Dans ce précédent cas, l’association lncRNA-protéine réprime l’activité de la protéine dans la cellule. Dans d’autres cas, l’association lncRNA-protéine peut favoriser l’action de la protéine. En effet, l’association de l’ARN non codant SRP (signal recognition particule) avec 6 protéines permet la formation d’un complexe ribonucléoprotéique (RNP) qui est nécessaire à la mise en conformation des protéines lors de leur synthèse. L’ARN SRP reconnait le peptide naissant dans le cytosol de la cellule et sa présence dans le RNP permet au peptide naissant d’être conduit au réticulum endoplasmique. Ainsi, la protéine en cours de synthèse pourra être formée correctement et avoir les bonnes conformations et modifications post-traductionnelles (Grotwinkel et al., 2014).

Les longs ARN non codants peuvent aussi s’associer aux protéines du complexe polycomb (EZH2 notamment). Cette association permet alors de cibler ce complexe sur le promoteur de certains gènes et de réguler l’expression de ces gènes par des modifications épigénétiques (voir P. 43).
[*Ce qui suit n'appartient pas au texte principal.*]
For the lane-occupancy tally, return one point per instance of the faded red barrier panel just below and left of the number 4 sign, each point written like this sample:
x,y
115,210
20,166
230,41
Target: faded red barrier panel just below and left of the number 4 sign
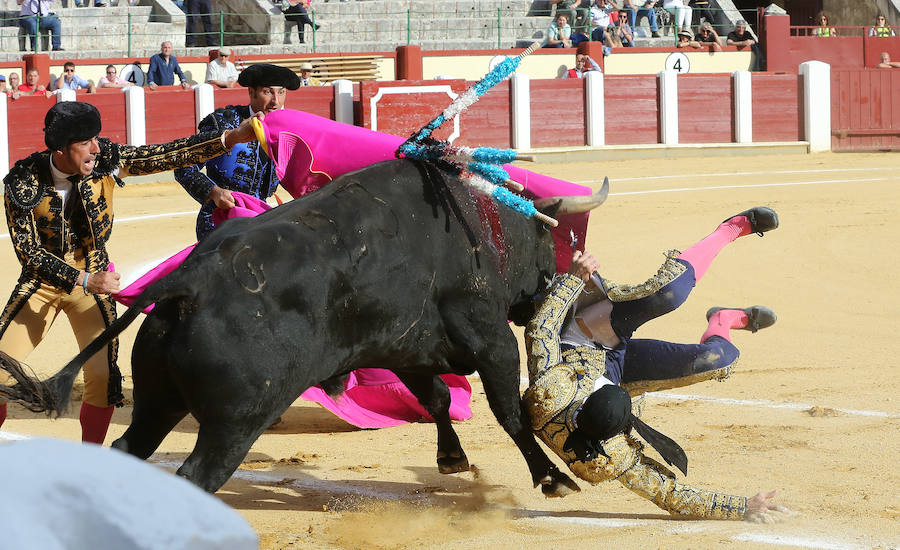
x,y
632,109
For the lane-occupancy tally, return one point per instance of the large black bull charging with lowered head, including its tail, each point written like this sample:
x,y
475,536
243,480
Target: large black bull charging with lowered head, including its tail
x,y
390,266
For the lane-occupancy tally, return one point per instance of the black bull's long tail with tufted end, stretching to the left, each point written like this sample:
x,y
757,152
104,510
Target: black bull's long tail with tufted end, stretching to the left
x,y
52,395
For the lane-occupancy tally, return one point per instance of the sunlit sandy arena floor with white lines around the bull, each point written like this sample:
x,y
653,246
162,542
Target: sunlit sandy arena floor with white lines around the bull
x,y
812,410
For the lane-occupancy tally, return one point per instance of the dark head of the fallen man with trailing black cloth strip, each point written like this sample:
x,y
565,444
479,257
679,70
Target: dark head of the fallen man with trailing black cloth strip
x,y
606,413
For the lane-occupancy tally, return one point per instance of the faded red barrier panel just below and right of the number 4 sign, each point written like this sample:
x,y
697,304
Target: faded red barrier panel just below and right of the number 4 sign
x,y
705,108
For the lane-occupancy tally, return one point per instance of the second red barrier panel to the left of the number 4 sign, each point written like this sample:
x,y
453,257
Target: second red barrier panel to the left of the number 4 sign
x,y
557,113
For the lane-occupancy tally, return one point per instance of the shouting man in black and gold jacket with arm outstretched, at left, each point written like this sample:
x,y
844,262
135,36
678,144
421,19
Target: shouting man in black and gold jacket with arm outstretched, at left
x,y
59,211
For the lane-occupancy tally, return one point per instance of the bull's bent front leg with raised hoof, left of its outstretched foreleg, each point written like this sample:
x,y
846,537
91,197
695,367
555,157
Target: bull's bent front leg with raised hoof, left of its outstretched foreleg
x,y
434,395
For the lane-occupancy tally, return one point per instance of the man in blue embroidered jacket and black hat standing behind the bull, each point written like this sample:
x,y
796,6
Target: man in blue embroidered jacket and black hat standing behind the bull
x,y
247,168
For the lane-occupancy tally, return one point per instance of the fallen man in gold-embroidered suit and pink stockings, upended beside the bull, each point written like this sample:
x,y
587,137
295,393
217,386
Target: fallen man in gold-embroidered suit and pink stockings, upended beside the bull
x,y
582,362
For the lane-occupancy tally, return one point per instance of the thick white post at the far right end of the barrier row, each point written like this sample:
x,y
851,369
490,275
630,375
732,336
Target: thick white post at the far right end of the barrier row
x,y
816,105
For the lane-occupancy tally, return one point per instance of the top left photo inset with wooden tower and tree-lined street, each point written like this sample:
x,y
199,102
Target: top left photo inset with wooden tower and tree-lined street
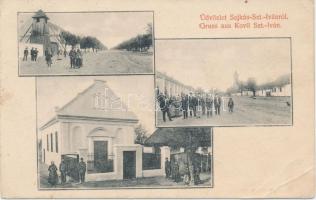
x,y
85,43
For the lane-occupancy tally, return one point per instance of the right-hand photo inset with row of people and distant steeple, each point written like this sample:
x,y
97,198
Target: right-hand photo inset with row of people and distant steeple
x,y
223,82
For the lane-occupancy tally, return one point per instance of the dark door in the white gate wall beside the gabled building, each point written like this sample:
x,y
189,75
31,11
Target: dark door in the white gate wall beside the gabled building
x,y
129,164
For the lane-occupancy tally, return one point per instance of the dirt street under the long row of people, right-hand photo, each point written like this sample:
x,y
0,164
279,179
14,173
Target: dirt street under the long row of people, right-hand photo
x,y
247,111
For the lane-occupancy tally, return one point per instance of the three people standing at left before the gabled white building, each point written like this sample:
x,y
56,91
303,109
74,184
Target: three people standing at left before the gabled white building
x,y
63,168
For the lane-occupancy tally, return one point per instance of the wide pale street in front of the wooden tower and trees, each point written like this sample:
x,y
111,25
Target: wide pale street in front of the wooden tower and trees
x,y
102,62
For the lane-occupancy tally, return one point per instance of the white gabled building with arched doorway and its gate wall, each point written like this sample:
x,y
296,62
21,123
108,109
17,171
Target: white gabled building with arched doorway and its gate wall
x,y
96,126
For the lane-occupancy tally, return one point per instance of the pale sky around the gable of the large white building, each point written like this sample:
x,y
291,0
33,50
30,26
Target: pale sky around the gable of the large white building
x,y
57,91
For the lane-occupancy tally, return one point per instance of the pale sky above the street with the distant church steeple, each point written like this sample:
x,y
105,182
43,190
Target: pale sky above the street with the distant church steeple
x,y
211,63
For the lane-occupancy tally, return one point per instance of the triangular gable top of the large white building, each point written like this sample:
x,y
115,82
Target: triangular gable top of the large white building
x,y
82,107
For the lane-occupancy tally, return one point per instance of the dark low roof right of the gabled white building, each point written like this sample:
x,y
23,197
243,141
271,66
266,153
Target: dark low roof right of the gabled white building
x,y
182,137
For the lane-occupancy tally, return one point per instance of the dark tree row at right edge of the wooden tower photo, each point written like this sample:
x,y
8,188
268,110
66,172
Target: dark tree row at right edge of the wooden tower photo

Un long ARN non codant peut avoir plusieurs modes d’actions dans la cellule. C’est le cas par exemple du lincRNA-RoR. Cet ARN non codant peut être une éponge à ARN mais il peut également se fixer sur la protéine P53 et altérer sa fonction (Zhang et al., 2013a).

La fonction des longs ARN non codants dans la cellule a fait l’objet de deux revues dans des journaux soumis à comité de lecture. (Annexe 1 et Annexe 2) (voir P. 317).